Neuropsychologia | 2016
Nadja Freund; Carlos Valencia-Alfonso; Janina A. Kirsch; Katja Brodmann; Martina Manns; Onur Güntürkün
Cerebral asymmetries are a ubiquitous phenomenon evident in many species, incl. humans, and they display some similarities in their organization across vertebrates. In many species the left hemisphere is associated with the ability to categorize objects based on abstract or experience-based behaviors. Using the asymmetrically organized visual system of pigeons as an animal model, we show that descending forebrain pathways asymmetrically modulate visually evoked responses of single thalamic units.

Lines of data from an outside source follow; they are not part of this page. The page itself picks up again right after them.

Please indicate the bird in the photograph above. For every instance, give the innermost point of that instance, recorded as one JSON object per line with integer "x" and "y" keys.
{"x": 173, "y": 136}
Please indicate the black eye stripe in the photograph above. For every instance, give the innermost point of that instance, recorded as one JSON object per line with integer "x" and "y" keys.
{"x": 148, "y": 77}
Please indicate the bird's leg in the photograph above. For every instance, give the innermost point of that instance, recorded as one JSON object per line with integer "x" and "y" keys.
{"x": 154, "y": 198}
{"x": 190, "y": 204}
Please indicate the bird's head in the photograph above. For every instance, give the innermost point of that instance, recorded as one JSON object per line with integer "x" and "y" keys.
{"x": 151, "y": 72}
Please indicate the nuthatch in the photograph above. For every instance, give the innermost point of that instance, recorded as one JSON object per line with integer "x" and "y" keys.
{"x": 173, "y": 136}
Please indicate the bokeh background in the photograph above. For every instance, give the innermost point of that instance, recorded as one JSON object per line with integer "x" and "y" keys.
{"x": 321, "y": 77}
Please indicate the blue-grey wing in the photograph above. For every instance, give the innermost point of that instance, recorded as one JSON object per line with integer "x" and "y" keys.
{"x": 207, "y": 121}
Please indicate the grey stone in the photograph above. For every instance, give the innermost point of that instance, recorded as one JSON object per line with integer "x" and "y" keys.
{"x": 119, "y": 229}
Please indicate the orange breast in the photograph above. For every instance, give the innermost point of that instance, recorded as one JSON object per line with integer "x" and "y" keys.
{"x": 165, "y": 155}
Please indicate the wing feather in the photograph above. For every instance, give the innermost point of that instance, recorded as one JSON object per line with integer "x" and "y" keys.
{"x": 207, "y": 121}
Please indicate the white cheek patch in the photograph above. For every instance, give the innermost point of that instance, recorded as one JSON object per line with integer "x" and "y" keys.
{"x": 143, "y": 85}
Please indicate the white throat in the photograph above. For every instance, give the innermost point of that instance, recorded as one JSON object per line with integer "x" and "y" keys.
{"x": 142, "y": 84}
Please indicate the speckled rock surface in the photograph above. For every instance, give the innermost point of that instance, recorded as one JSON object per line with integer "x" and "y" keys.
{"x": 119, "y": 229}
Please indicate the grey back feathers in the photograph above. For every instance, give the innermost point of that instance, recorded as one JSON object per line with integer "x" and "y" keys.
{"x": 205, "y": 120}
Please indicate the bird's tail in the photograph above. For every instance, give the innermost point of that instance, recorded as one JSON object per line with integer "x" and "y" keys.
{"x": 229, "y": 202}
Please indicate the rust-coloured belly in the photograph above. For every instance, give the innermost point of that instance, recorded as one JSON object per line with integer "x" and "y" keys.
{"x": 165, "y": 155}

Activity patterns of neurons within the nucleus rotundus, the largest thalamic visual relay structure in birds, were differently modulated by left and right hemispheric descending systems. Thus, visual information ascending towards the left hemisphere was modulated by forebrain top-down systems at thalamic level, while right thalamic units were strikingly less modulated. This asymmetry of top-down control could promote experience-based processes within the left hemisphere, while biasing the right side towards stimulus-bound response patterns. In a subsequent behavioral task we tested the possible functional impact of this asymmetry. Under monocular conditions, pigeons learned to discriminate color pairs, so that each hemisphere was trained on one specific discrimination. Afterwards the animals were presented with stimuli that put the hemispheres in conflict. Response patterns on the conflicting stimuli revealed a clear dominance of the left hemisphere. Transient inactivation of left hemispheric top-down control reduced this dominance while inactivation of right hemispheric top-down control had no effect on response patterns. Functional asymmetries of descending systems that modify visual ascending pathways seem to play an important role in the superiority of the left hemisphere in experience-based visual tasks.